Whether it was the face-lift or China's growing demand for premium large cars that was actually responsible for the E65's record sales, one thing is for sure: the 2009 750Li marks a return to a conservatively styled 7-series. The new 7 probably will never win any beauty pageants-at least not without a nose job to reduce those enormous nostrils-but it's not likely to invite the vehement criticism that the last one did. The styling is disappointing to those who expected BMW's new flagship sedan to look like the gorgeous, swoopy Concept CS that generated gasps at the 2007 Shanghai auto show. Worry not, CS fans-the 7's superconservative styling serves as a hint that a production CS is coming. In the meantime, let us say good-bye to the Bangle Butt and welcome back the handsome and understated 7-series.

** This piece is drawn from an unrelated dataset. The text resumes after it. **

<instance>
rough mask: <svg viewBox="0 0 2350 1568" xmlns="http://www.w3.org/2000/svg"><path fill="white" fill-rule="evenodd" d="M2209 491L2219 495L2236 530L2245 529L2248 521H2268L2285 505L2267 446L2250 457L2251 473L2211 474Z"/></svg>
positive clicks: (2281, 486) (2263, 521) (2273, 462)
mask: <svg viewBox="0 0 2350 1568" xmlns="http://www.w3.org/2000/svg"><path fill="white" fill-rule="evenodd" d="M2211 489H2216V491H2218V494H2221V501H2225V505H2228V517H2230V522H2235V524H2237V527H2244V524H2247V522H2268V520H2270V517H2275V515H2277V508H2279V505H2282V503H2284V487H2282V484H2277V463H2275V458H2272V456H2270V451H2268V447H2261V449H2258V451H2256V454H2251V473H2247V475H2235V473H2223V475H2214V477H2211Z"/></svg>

Beginning this March, you'll have your choice of two 7s-the 750i and the long-wheelbase 750Li. Both cars, internally designated F01 and F02, respectively, are about an inch and a half longer and 80 pounds heavier than last year's 750i and 750Li. Although the numbers on the badge haven't changed, the V-8 under the hood has. Replacing last year's 360-hp, 4.8-liter V-8 is the 4.4-liter twin-turbocharged and direct-injected V-8 first seen in the X6. The force-fed V-8 produces 400 hp and 450 lb-ft of torque, making the 2009 750Li significantly more powerful than the 2008 750Li-and quicker than even the 6.0-liter, V-12-powered 760Li, which now has been dropped.

According to BMW, the 750Li is only 0.5 second behind the screaming M3 in the sprint to 60 mph. In contrast to the raucous M3, however, the 7 pulls as smoothly as a Gulfstream V from standstill to top speed. Its coddled passengers will feel nothing so undignified as a vibration or a shudder, much less a clumsy shift from the sublimely supple, six-speed ZF automatic transmission. And although the engine is strong and hushed even at speeds nearing its 6800-rpm redline, the 750Li is most spectacular when flexing its muscles in the midrange, where two silent turbochargers endow the V-8 with Herculean torque. Apart from slight turbo lag off idle, which makes the V-8's power occasionally difficult to meter, neither the driver nor the 750Li's passengers will be aware of the dual turbos under the hood.